New wines from top South African producers like Naude Family Wines are a bit like London buses, nothing for ages and then all of a sudden two or three new wines introduced onto the market. The Langpad Old Vine Colombard, the Groendruif La Colline Old Vine Semillon and the Oupa Willem Old Vine Cape Heritage Red Blend have all been released to great acclaim, further cementing Ian Naude’s status as one of the most admired producers in South Africa.

Deeply involved with the Old Vine Project from the very beginning, the Oupa Willem red blend is perhaps the most nostalgic of his new releases paying tribute to the historic old Cinsault and Cabernet Sauvignon blends of the 1950s and 1960s that came to define the South African wine industry for many decades.

Tasting with Ian Naudé at his cellar in March 2022.

I remember tasting the maiden 2018 vintage many months before commercial release and thinking that Ian Naude had created something very special indeed. The combination of the ethereal elegance and perfume of the Cinsault seamlessly married with the power and authority of Cabernet Sauvignon made for an incredible wine and my high ratings mirrored this excitement in every way. It was only a matter of time before the word “got out” and sure enough the 2018 was subsequently awarded a massive 5 Stars in the John Platter South African Wine Guide. Few pure Cinsaults or Cinsault blends ever achieve this regal accolade making the award even more significant.

With the Oupa Willem 2020 already in bottle, my review for the follow up 2019 vintage was long overdue.

Naude Family Wines Oupa Willem Cape Heritage Blend 2019, WO Western Cape, 11.5% Abv.

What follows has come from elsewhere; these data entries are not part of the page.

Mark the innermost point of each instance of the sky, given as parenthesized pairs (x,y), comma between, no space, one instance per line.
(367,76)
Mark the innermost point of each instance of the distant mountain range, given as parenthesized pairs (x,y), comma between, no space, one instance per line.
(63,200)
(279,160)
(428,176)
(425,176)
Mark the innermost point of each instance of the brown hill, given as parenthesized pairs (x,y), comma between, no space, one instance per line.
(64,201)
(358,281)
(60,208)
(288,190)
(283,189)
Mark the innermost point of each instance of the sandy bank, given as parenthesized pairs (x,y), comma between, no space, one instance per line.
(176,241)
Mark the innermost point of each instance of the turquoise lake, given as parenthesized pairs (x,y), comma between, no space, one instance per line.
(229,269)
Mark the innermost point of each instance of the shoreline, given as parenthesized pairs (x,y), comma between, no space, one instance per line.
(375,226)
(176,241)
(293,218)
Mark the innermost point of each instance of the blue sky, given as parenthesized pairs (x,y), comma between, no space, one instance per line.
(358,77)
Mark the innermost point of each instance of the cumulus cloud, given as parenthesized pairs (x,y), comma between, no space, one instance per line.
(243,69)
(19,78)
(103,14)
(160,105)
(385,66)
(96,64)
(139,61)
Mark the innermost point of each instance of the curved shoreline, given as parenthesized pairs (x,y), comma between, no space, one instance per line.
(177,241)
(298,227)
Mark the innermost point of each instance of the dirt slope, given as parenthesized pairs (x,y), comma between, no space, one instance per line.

1.2 g/l RS | 5.65 g/l TA | 3.5 pH

This premium red blend draws on the unique South African expressions of 77% Darling old bush vine Cinsault planted in 1978 blended with prime Stellenbosch Cabernet Sauvignon and fermented naturally using 40% whole bunches. Reduced yields in 2019 reminded everyone of the hangover the vines were still experiencing after four years of severe drought despite most regions receiving good rainfall during the season. Grape quantities may have been compromised but the quality was exceptional, and this 2019 red blend shows fabulously lifted notes of pink musk, red cherry, rose petals, violets and Turkish delight with some darker black berry fruit hints together with subtle nuances of raspberry herbal tea, graphite and cherry tobacco. The palate displays a wonderfully linear acid driven structure with a real mouth-watering verve and vigour, a magically textural plushness and weightless elegance. Trying to comprehend the intensity, fruit concentration and glycerol mouthfeel all delivered at an astonishing 11.5% abv. is simply mind blowing. This is another incredible vinous creation that will take its place in the history books of South African winemaking. Sure to be very long lived, the irony is that this wine is also unbelievably drinkable right now and many will find it impossibly hard to resist pulling the cork. Drink now to 2045+.